FIG. 1 is a schematic front view of a rubber burr inspection device according to an embodiment of the present invention.

FIG. 2 is a schematic side view of the rubber burr inspection device with a part cut away.

FIG. 3 is a partially enlarged view of FIG. 2;

4A is a front view of a damper as a work to be inspected, and FIG. 4B is a cross-sectional view taken along line AA in FIG.

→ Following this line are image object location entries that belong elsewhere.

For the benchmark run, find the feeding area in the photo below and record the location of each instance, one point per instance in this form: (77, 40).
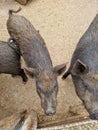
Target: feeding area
(59, 25)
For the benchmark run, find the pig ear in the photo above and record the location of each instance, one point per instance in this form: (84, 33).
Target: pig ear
(79, 68)
(59, 69)
(32, 72)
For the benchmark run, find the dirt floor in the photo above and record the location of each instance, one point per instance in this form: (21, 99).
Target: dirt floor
(61, 23)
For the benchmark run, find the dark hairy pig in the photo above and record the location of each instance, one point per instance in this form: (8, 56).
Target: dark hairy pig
(36, 56)
(10, 61)
(84, 69)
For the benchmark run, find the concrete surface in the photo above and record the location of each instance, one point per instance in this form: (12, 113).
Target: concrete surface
(61, 23)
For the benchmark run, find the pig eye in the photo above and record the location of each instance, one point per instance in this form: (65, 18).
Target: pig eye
(85, 85)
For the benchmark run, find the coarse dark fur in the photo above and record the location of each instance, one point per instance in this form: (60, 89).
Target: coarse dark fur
(84, 69)
(36, 56)
(10, 61)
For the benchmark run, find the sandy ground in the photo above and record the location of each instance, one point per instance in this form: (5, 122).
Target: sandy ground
(61, 23)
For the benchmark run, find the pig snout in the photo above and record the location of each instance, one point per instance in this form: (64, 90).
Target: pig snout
(51, 110)
(49, 106)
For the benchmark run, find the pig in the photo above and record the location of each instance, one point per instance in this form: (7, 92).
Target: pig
(23, 2)
(84, 69)
(20, 121)
(36, 56)
(10, 60)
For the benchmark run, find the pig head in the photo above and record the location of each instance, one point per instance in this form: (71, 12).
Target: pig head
(47, 86)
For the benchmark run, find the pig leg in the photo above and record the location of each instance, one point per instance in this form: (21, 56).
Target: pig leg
(23, 75)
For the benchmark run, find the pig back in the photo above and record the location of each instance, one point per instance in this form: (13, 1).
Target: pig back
(30, 42)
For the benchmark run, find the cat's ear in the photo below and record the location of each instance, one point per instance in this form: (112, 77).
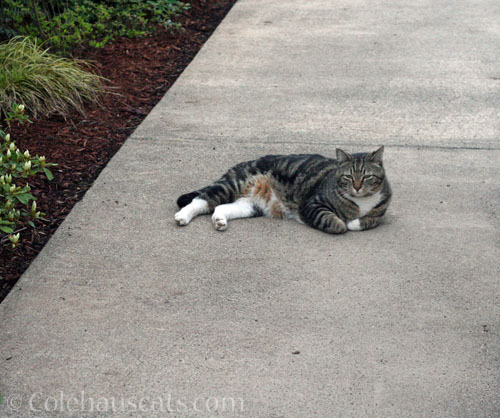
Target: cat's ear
(376, 156)
(343, 156)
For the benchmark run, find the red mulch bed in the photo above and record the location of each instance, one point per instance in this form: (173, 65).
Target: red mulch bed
(139, 71)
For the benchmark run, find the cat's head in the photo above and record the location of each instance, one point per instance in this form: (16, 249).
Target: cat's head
(360, 174)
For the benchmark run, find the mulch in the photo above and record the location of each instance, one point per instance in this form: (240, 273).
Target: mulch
(139, 72)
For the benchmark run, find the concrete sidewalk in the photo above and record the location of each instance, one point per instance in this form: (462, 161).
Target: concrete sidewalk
(126, 314)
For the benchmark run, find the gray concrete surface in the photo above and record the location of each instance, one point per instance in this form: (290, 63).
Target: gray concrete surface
(402, 321)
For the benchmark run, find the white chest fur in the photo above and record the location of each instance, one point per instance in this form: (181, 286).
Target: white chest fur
(367, 203)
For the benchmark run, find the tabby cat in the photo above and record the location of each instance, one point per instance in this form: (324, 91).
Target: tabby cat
(349, 193)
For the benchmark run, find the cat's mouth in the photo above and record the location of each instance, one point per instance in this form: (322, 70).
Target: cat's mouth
(358, 193)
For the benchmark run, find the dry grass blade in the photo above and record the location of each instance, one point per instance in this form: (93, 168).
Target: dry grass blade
(44, 83)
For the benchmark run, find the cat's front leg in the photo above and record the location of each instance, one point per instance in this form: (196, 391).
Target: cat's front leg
(363, 223)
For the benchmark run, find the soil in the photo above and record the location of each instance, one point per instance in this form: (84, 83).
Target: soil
(139, 72)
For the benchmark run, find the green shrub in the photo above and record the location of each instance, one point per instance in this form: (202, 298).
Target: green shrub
(66, 24)
(17, 204)
(43, 82)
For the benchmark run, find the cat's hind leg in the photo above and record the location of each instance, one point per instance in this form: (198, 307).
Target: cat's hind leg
(241, 208)
(187, 213)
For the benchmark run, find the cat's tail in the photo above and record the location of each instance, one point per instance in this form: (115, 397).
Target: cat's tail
(187, 198)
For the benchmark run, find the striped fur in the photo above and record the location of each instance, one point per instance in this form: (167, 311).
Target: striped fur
(350, 192)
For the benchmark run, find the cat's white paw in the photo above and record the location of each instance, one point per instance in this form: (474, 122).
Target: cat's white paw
(182, 218)
(220, 222)
(354, 225)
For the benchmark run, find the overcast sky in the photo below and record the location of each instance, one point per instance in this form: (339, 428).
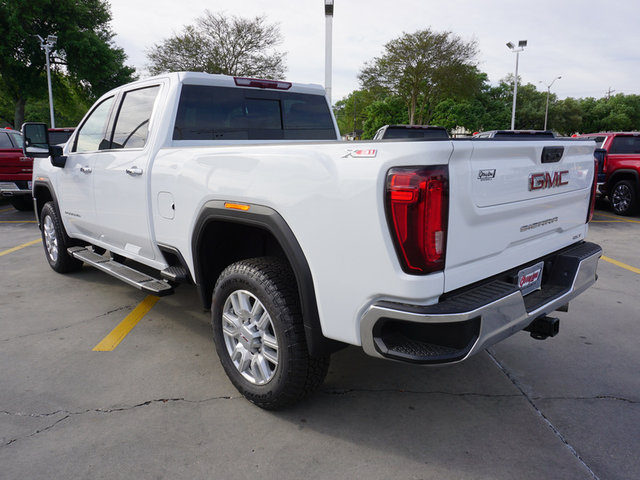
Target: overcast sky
(593, 46)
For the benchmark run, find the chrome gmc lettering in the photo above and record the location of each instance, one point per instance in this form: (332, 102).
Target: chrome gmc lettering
(539, 181)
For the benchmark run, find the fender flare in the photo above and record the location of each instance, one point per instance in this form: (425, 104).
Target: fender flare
(270, 220)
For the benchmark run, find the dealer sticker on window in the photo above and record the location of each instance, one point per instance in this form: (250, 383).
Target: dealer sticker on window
(530, 278)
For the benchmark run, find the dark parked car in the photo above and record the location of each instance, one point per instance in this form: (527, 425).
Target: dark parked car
(424, 132)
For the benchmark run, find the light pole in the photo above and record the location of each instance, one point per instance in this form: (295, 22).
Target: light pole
(546, 109)
(517, 50)
(47, 45)
(328, 15)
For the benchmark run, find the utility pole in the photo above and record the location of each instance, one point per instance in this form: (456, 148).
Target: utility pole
(520, 48)
(47, 45)
(328, 15)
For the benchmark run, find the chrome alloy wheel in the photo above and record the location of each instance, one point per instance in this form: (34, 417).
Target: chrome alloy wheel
(250, 337)
(50, 239)
(621, 197)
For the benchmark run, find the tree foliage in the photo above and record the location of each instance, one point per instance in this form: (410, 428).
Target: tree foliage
(220, 44)
(85, 61)
(422, 69)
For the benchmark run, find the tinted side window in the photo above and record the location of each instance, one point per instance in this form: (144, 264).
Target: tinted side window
(5, 141)
(132, 125)
(91, 136)
(17, 139)
(58, 138)
(222, 113)
(625, 145)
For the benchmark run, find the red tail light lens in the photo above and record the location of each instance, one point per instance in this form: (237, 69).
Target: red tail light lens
(594, 189)
(417, 203)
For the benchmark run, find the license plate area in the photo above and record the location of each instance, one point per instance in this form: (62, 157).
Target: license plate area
(530, 278)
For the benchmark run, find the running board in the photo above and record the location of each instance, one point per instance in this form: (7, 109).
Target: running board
(128, 275)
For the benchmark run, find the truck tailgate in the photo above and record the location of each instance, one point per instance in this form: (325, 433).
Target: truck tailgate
(513, 202)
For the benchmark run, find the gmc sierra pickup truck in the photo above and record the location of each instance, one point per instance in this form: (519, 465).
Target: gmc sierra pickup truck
(425, 252)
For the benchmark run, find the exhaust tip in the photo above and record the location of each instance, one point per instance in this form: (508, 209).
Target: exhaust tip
(544, 327)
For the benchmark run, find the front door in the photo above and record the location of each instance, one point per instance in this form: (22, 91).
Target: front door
(122, 177)
(75, 182)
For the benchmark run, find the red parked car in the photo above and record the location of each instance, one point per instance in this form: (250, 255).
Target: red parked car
(15, 170)
(619, 176)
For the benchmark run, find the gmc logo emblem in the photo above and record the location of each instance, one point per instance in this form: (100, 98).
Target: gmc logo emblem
(539, 181)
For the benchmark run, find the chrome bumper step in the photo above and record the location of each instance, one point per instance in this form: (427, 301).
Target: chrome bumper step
(122, 272)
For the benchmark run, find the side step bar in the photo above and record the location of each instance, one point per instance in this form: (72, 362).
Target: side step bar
(128, 275)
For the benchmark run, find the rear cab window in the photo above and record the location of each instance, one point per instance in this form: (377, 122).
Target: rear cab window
(228, 113)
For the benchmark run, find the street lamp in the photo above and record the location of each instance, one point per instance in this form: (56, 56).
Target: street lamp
(516, 50)
(328, 15)
(546, 109)
(47, 45)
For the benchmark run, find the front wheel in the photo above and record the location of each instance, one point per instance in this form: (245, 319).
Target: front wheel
(259, 334)
(56, 241)
(624, 198)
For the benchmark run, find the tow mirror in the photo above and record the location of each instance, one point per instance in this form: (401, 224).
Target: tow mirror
(36, 144)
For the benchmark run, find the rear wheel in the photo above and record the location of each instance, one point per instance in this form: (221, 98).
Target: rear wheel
(259, 334)
(24, 203)
(624, 198)
(56, 241)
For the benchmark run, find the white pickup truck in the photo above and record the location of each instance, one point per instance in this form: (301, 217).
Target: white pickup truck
(418, 251)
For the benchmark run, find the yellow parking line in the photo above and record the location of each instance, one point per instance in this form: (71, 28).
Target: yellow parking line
(617, 217)
(112, 340)
(622, 265)
(11, 250)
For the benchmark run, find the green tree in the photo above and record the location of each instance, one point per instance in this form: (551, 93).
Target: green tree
(350, 111)
(84, 53)
(422, 69)
(392, 110)
(220, 44)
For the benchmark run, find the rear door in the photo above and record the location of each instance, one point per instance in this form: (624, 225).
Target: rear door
(512, 202)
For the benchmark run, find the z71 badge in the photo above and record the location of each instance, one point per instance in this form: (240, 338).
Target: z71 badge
(486, 175)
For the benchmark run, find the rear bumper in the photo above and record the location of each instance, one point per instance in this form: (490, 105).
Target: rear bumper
(467, 321)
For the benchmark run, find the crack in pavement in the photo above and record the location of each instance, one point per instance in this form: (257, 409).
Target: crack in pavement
(68, 414)
(539, 412)
(345, 391)
(596, 397)
(64, 327)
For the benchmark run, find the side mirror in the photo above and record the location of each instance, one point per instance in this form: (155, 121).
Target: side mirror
(36, 144)
(36, 140)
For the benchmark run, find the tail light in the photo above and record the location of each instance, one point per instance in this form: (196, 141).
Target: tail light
(417, 203)
(594, 188)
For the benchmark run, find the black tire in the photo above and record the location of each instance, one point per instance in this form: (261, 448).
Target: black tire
(56, 241)
(24, 203)
(266, 288)
(624, 198)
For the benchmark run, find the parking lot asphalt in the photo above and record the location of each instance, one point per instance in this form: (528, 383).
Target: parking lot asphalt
(160, 406)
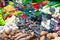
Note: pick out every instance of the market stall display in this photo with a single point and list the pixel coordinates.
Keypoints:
(30, 20)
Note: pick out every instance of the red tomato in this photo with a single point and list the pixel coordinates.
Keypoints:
(44, 3)
(36, 6)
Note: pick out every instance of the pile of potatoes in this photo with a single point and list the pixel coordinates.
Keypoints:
(50, 36)
(15, 35)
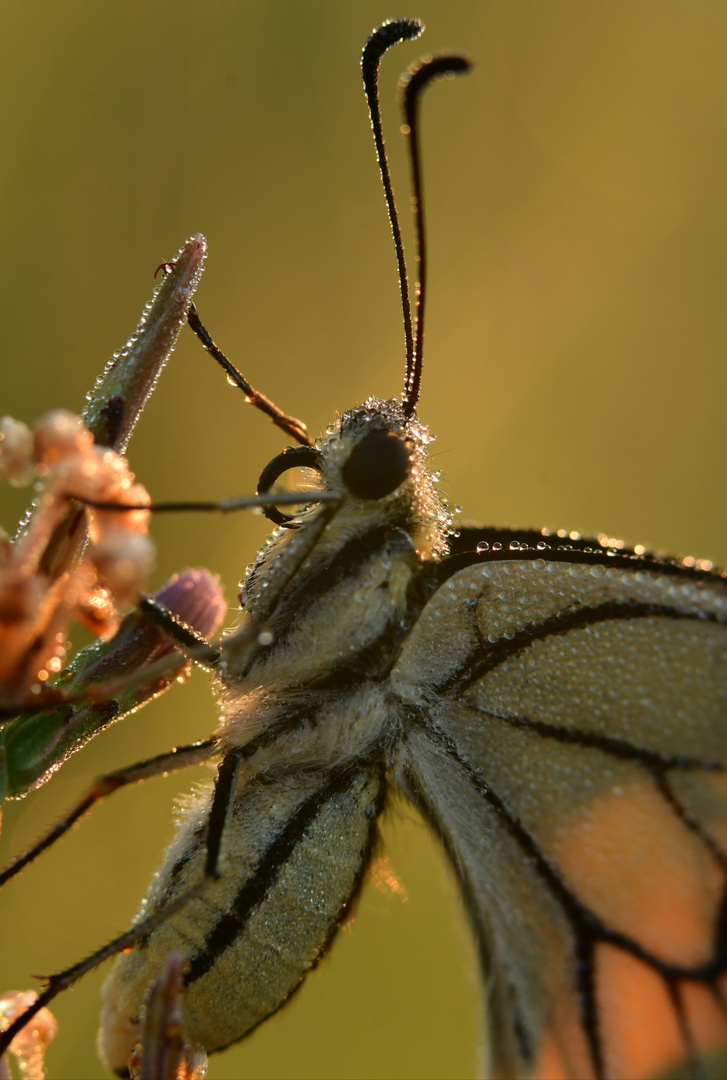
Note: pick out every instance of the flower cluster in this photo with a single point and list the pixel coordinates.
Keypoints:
(69, 559)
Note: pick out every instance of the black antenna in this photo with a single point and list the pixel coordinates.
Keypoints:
(390, 34)
(413, 84)
(294, 428)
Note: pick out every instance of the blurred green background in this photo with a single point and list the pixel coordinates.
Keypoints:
(575, 374)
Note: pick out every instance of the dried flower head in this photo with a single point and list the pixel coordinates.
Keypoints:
(67, 561)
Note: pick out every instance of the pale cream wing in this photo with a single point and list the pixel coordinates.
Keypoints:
(566, 734)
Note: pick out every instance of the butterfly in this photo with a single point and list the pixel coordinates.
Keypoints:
(567, 667)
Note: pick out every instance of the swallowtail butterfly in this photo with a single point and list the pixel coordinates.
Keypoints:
(555, 706)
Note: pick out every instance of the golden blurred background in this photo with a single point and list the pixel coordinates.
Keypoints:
(575, 373)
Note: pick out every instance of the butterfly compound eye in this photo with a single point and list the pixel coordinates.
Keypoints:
(377, 466)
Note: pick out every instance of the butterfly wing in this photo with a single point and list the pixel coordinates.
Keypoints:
(569, 745)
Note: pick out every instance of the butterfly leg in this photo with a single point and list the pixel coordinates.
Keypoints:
(170, 761)
(225, 790)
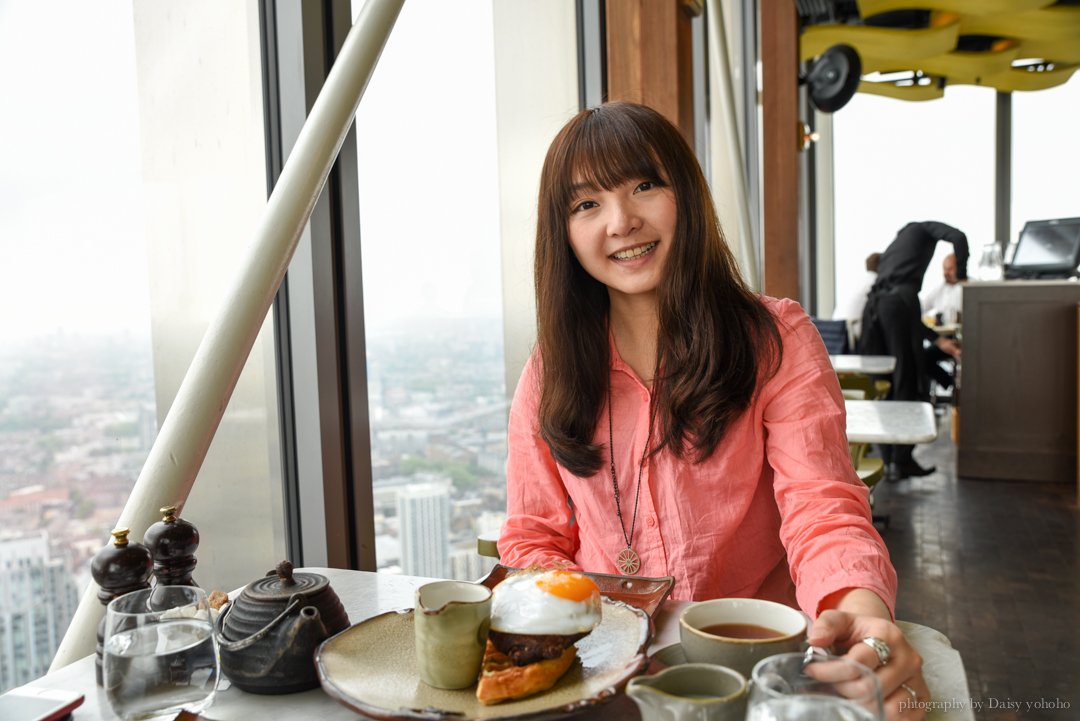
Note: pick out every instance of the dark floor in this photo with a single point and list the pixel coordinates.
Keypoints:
(996, 567)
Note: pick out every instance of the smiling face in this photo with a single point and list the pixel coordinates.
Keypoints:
(622, 235)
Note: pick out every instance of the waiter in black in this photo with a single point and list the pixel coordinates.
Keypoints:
(892, 322)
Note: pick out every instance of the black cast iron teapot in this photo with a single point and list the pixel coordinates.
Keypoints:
(269, 634)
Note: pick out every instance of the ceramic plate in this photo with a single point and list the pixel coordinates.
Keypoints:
(639, 592)
(370, 667)
(671, 655)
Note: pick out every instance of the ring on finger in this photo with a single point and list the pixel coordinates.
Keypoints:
(880, 648)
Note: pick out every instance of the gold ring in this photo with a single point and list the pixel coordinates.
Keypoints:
(880, 648)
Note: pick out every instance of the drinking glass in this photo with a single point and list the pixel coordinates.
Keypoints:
(160, 653)
(817, 687)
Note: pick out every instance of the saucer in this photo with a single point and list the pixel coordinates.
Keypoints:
(671, 655)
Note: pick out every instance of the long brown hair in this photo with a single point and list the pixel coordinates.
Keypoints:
(716, 339)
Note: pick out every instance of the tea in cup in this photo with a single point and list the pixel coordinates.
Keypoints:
(690, 692)
(740, 631)
(450, 623)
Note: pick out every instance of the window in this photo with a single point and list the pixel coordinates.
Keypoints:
(900, 161)
(133, 179)
(435, 133)
(1045, 154)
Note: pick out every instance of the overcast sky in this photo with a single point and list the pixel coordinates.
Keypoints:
(71, 247)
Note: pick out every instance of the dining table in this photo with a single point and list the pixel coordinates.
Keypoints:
(366, 595)
(872, 365)
(890, 422)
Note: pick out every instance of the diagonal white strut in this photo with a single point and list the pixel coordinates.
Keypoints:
(178, 451)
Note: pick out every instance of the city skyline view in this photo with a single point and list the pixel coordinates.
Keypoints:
(78, 419)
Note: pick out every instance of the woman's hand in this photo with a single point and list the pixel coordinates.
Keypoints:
(903, 687)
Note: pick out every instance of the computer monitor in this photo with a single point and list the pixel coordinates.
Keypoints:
(1047, 248)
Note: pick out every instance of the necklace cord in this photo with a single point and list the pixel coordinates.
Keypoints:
(640, 468)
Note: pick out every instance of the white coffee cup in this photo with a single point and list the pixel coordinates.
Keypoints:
(720, 631)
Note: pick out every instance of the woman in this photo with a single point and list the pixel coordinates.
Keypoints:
(671, 421)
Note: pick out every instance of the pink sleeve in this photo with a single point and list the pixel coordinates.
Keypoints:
(826, 529)
(539, 529)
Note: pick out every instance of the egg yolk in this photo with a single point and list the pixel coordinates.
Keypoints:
(570, 586)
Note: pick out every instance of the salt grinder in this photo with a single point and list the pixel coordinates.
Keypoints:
(118, 569)
(173, 542)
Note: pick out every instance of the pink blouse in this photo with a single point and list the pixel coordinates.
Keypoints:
(777, 512)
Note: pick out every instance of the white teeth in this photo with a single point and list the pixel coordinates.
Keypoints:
(634, 253)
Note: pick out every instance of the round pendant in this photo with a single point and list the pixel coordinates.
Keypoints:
(628, 561)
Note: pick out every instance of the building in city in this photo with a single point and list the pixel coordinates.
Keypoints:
(423, 518)
(38, 598)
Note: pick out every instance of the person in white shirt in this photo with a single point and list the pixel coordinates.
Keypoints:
(945, 298)
(851, 308)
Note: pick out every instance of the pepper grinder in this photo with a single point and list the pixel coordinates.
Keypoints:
(118, 569)
(173, 542)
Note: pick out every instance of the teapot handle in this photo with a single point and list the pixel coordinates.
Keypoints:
(294, 601)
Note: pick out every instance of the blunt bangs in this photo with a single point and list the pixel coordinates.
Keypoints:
(603, 151)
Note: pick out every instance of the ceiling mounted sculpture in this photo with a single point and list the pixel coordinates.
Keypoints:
(913, 50)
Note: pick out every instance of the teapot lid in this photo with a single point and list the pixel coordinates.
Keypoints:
(281, 584)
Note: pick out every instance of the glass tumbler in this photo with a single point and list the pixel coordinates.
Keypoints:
(160, 653)
(796, 687)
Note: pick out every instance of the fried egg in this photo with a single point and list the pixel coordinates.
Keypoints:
(534, 602)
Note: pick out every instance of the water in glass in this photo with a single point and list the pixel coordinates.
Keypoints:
(159, 664)
(810, 708)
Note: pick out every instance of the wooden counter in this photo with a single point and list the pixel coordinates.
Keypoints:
(1018, 381)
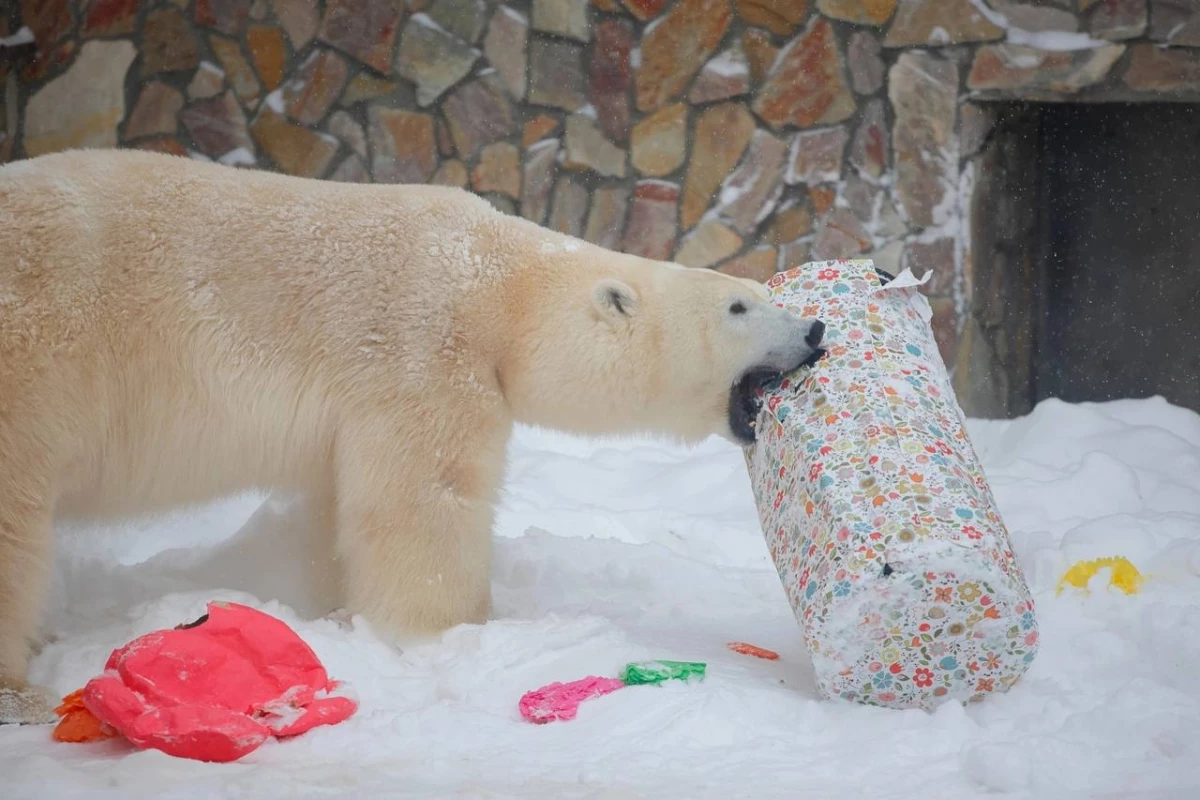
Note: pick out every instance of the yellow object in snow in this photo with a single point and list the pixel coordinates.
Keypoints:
(1126, 576)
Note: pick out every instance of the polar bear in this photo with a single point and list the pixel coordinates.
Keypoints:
(173, 331)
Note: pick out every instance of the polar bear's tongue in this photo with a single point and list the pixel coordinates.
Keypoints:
(813, 359)
(745, 403)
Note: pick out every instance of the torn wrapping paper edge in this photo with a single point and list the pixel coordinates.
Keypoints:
(875, 506)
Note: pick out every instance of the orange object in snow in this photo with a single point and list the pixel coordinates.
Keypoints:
(78, 723)
(751, 650)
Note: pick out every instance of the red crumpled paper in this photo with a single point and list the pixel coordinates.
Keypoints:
(214, 690)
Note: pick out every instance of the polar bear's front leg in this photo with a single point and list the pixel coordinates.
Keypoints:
(415, 547)
(25, 557)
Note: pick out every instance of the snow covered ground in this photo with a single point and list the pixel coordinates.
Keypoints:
(612, 552)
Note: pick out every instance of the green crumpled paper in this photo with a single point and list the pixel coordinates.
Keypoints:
(655, 672)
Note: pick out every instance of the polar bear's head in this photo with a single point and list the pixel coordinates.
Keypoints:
(655, 348)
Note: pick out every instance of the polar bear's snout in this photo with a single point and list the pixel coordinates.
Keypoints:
(791, 343)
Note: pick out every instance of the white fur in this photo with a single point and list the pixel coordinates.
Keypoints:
(173, 330)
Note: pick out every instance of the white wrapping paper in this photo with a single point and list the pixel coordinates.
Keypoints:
(876, 509)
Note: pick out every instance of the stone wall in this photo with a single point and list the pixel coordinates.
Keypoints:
(741, 134)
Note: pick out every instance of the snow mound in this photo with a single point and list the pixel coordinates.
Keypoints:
(610, 552)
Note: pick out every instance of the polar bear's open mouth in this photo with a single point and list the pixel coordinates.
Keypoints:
(744, 401)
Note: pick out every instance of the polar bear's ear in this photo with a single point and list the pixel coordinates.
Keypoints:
(615, 300)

FIG. 5 is an explanatory view showing a mounted state of the damper.

[Explanation of symbols]

 1 Work Inspection Unit (Inspection Means) 2 Work Rotation Unit (Rotation Means) 3 Driving Roller 4 Follower Roller 5 Pressing Roller 6 Pressing Cylinder 6a, 15a, 33a, 33b Operating Rod 6b Mounting Member 7 Input Port 11 Pressing Unit (Pressing Means) DESCRIPTION OF SYMBOLS 12 Taper pin (member to be pressed) 12a Pressing part 12b Retaining part 12c Mounting part 13 Holder 13a Lid 14 Spring 15 Detection cylinder 21 Rotation detection part (detection means) 22 Detected part 23 Photoelectric switch 31 Work input part (input means) 32 rail 33 escape unit 51 damper (work) 52 hub 52a inner diameter part 52b cylindrical part 52c chamfered part 52d outer diameter part 52e end part 53 mass body 54 elastic body 55 rotating body 56 shaft

Claims (2)

[Claims] 1. A rubber burr inspector for inspecting whether or not rubber burrs are attached to the surface of a work (51), wherein a pressed member (12) pressed against the surface of the work (51); (51) a rotating means (2) for rotating one of the pressed member (12),
A rubber burr inspecting device, comprising: detecting means (21) for detecting whether or not the other of the work (51) and the pressed member (12) is driven to rotate by friction with the rotation. 2. A rubber burr inspection device for inspecting whether or not rubber burrs are adhered to the surface of a work (51), wherein a metal pressed member (1) is attached to a metal work (51).
2) is pressed, metal and rubber come into contact when rubber burrs adhere to the surface of the work (51), and metals come into contact when rubber burrs do not adhere to the surface of the work (51). A rubber burr inspection device characterized in that the presence or absence of a rubber burr is inspected according to the magnitude of frictional force.